Não posso dizer que tenha sentido. Sinceramente, nunca liguei muito a esse tipo de opiniões. Também as pessoas com quem me dou não são pessoas de julgar quem quer que seja, por aquilo que fazem ou gostam. Muito menos uma pessoa como eu, que sempre tratei muito bem os meus amigos. Sou muito pouco problemático e também não disse a ninguém. Nunca foi uma coisa que anunciei.
Tinhas vergonha?
Não é vergonha, mas tinha a consciência de que não era excecional. Era novo. Tinha aspetos em que podia melhorar. O concurso “Dá voz à letra” despoletou a minha sede de começar a mostrar. Estava rodeado de miúdos com gostos parecidos aos meus e com intelectuais. A querida Maria Helena, vice-presidente do Programa de Línguas da Gulbenkian. O Carlos Pimenta, o encenador. A Maria Helena, jornalista do Público. Para concorrer, tinha de gravar um vídeo a dizer um poema. O primeiro pensamento foi “vamos para o Cais do Sodré gravar o poema ‘Retratos da cidade branca’ do Napoleão Mira, pai do Sam The Kid”. Publiquei esse vídeo no Youtube e, passados dois ou três anos, o Napoleão partilha-o no Facebook. Começámos aí uma relação, por causa do Got Talent, por ter levado outro poema dele.
“A televisão é um mundo demasiado duro”
O Got Talent serviu para cresceres e perceberes o que tinhas de melhorar?
[Pensativo] Acho que não.
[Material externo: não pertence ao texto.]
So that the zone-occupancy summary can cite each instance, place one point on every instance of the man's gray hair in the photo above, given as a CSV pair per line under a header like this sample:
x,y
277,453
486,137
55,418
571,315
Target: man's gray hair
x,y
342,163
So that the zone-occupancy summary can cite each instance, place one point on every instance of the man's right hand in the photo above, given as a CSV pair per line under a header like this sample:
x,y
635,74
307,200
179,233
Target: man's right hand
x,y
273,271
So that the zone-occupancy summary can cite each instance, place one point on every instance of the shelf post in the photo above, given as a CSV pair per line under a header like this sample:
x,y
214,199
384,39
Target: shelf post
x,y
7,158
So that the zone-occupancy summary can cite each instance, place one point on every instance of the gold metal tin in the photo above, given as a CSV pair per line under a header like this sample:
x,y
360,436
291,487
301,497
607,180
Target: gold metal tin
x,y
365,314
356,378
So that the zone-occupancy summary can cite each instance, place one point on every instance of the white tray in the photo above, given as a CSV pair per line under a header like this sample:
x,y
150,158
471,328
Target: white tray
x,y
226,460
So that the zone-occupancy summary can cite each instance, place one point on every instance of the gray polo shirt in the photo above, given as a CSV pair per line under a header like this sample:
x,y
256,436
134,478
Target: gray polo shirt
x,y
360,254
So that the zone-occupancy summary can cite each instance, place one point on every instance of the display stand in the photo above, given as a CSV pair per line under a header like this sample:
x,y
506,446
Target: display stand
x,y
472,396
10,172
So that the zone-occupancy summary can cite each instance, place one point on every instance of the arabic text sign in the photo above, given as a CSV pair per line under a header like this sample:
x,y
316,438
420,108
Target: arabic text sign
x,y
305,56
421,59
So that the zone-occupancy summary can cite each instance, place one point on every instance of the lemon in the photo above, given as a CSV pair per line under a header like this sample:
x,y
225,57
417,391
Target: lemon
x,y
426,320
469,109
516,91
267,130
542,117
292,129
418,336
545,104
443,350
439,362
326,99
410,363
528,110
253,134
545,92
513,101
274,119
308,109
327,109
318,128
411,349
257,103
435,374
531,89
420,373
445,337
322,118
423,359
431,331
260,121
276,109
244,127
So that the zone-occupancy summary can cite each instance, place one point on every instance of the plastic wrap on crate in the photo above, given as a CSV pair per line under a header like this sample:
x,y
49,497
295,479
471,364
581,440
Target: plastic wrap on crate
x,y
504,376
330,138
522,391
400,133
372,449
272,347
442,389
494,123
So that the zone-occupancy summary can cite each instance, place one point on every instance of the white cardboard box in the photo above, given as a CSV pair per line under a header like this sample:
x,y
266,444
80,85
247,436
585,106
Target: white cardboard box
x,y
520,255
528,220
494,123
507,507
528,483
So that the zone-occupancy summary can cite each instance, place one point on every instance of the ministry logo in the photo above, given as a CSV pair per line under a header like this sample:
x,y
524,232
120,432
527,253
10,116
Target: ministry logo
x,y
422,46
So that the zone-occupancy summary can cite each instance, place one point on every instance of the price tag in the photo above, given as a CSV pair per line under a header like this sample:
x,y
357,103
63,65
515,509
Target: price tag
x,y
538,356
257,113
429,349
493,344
O Got Talent foi um bom momento para entender que a televisão é um mundo demasiado duro para a pessoa inocente que era, porque fui ‘comido’ 100%. Aprendi a não me vergar perante outras pessoas e vontades que não as minhas. Nesse sentido, foi uma boa aprendizagem, mas não me trouxe nada de espetacular. Consegui dois ou três trabalhos. O concurso trouxe-me uma amizade mais alicerçada com o Napoleão. Consegui chamar a atenção um pouco do panorama do Hip Hop do Sam, do Sir Scratch, do Maze. Pessoal com quem um dia gostava de vir a trabalhar.Qual foi o momento em que percebeste que querias aproximar as pessoas, sobretudo os jovens, da poesia?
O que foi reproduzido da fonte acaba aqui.